When she was in middle school, Rachael Tompa turned down her first opportunity to visit the Kennedy Space Center in Cape Canaveral, Fla. At the time, Tompa wasn’t much interested in space travel. But by the following year she’d revised her life plan to include “becoming an astronaut” and asked her parents if her family could return. Unfortunately, the Tompas had other summer vacation plans.
Thankfully, Tompa, E/S’14, would only have to wait a few more years to return to the launch site of each and every one of NASA’s human space flights. That’s because she landed her second Northeastern co-op at the Sikorsky Development Flight Center in West Palm Beach, just a couple hours’ drive from the space center. While there, she got her private pilot’s license, the first step to becoming a full-fledged astronaut.

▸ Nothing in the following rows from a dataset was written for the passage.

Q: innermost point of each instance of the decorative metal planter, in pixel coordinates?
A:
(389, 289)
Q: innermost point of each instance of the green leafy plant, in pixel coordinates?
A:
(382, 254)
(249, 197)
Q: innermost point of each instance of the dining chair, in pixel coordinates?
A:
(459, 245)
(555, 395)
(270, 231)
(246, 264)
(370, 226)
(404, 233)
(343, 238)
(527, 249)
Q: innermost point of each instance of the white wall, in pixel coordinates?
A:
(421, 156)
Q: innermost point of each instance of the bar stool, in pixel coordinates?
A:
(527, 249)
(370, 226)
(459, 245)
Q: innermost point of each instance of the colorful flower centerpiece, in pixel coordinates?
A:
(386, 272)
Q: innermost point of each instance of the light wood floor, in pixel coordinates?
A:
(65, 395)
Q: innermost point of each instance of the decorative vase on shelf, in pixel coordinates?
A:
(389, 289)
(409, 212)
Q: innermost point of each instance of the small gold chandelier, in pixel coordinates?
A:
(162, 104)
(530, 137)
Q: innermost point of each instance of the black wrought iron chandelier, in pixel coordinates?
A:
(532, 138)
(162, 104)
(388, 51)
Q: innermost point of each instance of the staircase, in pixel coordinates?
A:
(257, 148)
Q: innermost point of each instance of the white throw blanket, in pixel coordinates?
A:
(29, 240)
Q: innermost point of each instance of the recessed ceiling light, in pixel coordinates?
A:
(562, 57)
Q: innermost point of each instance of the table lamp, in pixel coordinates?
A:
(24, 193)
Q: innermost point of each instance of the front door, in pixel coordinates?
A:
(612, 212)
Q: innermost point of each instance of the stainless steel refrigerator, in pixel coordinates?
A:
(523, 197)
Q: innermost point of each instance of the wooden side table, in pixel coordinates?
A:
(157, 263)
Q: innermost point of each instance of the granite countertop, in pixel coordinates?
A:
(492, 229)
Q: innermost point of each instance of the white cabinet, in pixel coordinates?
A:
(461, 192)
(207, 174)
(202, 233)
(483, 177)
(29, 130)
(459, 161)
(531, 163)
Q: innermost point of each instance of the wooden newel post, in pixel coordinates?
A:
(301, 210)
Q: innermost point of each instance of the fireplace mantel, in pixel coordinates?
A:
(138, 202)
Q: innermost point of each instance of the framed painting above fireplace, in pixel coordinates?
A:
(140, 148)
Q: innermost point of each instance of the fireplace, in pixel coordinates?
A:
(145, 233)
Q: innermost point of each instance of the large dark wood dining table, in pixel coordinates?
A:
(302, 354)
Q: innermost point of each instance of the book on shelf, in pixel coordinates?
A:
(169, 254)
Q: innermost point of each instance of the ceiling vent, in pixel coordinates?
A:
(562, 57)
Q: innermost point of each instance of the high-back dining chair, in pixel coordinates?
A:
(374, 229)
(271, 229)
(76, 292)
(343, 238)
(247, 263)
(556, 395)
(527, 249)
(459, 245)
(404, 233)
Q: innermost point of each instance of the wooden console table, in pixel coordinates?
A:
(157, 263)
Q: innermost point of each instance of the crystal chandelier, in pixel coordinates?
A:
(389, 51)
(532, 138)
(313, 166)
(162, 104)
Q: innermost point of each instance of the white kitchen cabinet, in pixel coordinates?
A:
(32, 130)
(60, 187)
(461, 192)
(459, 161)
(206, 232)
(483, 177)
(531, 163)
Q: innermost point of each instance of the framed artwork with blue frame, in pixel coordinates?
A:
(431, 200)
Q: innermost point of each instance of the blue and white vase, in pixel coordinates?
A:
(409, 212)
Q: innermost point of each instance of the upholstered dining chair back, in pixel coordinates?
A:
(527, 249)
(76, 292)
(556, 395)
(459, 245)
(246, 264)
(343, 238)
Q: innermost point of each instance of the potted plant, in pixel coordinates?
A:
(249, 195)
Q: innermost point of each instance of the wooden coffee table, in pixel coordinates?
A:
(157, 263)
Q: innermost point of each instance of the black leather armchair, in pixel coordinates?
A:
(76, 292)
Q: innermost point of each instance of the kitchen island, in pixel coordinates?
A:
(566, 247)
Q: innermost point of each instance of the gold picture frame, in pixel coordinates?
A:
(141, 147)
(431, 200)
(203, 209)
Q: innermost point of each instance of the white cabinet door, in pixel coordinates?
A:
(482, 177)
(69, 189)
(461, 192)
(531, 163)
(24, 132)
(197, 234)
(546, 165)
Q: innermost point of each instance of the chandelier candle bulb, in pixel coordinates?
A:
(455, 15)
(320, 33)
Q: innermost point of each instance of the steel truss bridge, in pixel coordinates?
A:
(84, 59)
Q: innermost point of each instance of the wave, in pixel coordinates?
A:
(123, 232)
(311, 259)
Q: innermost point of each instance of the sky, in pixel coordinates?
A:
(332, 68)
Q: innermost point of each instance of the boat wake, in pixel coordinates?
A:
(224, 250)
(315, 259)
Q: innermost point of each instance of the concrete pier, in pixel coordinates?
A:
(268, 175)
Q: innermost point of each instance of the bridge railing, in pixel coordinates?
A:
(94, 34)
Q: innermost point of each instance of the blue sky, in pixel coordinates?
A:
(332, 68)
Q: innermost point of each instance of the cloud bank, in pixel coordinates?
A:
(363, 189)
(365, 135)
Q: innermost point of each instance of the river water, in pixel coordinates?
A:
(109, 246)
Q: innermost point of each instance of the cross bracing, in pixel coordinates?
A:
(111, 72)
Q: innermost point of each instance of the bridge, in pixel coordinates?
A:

By the time she began researching colleges, Tompa knew her aeronautical dream was something more than an adolescent whim. She looked at a number of institutions with stellar aerospace programs, but she ultimately chose Northeastern because of co-op. “It gave me a good education and a way to see how this education applies,” said Tompa, a mechanical engineering and physics combined major who will graduate Friday at Northeastern’s commencement ceremony at the TD Garden in Boston. “I came in knowing I liked the aerospace and defense industry, but I didn’t know where I fit within that.”